On Thu, Jan 13, 2011 at 09:03:10AM -0500, C. Michael Pilato wrote:
> On 01/13/2011 08:25 AM, Stefan Sperling wrote:
> > On Wed, Jan 12, 2011 at 09:46:47AM -0500, C. Michael Pilato wrote:
> >> Nothing to add to the immediate discussion at this time. Just wanted to
> >> note that we have essentially the same problems to deal with in the BDB
> >> backend. The solution we've taken there is "don't drive public API
> >> callbacks from inside BDB transactions". It's not always the best for
> >> performance, but the FS API is such a high profile API for third-party
> >> consumers (very unlike the WC API in that respect, I'd imagine) that
> >> simplicity of the API "rules" was valued.
> >>
> >
> > This is about callbacks in the libsvn_client(!) and libsvn_wc APIs.
> > Those are widely used by third parties so we should really make
> > the right decision.
> >
> > Do we trust third parties to heed restrictions we place on callbacks?
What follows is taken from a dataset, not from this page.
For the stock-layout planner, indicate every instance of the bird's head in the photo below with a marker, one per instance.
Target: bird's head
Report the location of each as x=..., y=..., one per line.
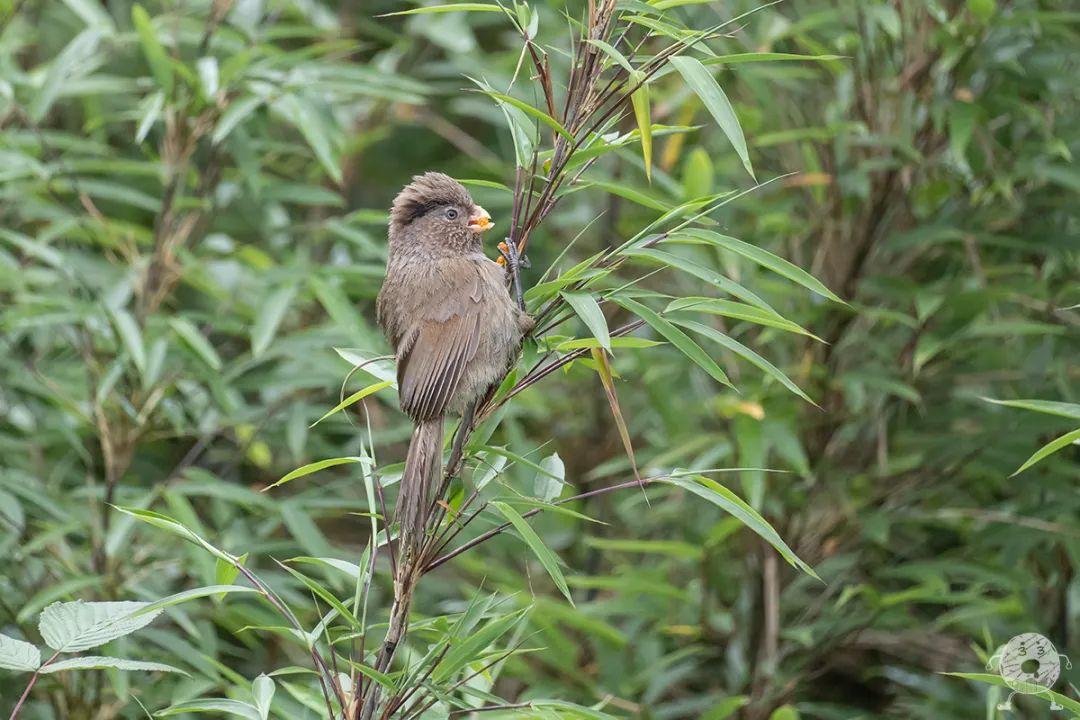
x=436, y=208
> > There is no way can enforce the restrictions.
>
> Really? Our BDB code detects re-entry from within a transaction and errors
> out. :-) It does this by keeping a simple boolean state variable that is
> set whenever the code enters a BDB transaction, and cleared when the
> transaction is committed or aborted. If that variable is set, and some
> other code comes along to create a new (nested) transaction, and error is
> raised.
>
> Could we do something similar in our SQL logic?
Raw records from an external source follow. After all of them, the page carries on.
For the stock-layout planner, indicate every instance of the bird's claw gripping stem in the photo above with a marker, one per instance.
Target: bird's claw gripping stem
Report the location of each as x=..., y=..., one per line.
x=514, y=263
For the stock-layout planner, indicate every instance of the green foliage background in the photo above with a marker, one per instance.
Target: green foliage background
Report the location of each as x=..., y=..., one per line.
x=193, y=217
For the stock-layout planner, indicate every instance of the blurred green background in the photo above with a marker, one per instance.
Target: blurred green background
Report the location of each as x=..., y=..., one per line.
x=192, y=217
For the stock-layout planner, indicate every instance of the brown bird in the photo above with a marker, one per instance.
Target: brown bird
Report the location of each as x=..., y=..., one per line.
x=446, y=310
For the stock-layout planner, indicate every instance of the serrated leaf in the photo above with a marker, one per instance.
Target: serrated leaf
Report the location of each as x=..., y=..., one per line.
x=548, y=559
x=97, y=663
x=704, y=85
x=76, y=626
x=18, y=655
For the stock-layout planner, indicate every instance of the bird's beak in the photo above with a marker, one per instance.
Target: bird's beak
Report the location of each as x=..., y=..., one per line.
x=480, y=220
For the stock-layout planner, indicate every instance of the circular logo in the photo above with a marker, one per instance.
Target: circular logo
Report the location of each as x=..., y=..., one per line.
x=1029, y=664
This is a nice idea. I'll think about it.
> > Or we could decide not to run callbacks while sqlite transactions
> > are in progress, and pay some performance overhead. We'd have to
> > run multiple queries and provide data to the callback in chunks
> > (of, say, directory-sized units). I'm not sure if this would provide
> > adequate performance, but I haven't taken any measurements either (yet).
> > A recent change of this kind I made to the node walker didn't make
> > to make any notable difference.
>
> So, yeah, we really need more information to answer questions of
> performance, it seems. In the meantime, we need to answer questions of
> correctness, maintainability, and ease-of-use.
There is no question that calling callbacks while sqlite transactions
are running provides best performance. Instead of crawling a tree on
disk and running a query for each node (or a set of nodes), we can
simply "walk" the db and pass information to the callback.
This only works for read-only operations like proplist and status,
of course, but those are the ones that need to perform really well
so they can efficiently be used by GUIs, for instance.
> > We may need both approaches anyway, if we decide to use the second
> > approach in backwards-compat code.
>
> I don't see how we'd ever need both approaches. Can you explain?
If we decide that the new approach violates our backwards compat rules,
we'd have to provide a separate implementation to continue supporting
semantics of old APIs.
Stefan
Received on 2011-01-13 16:11:26 CET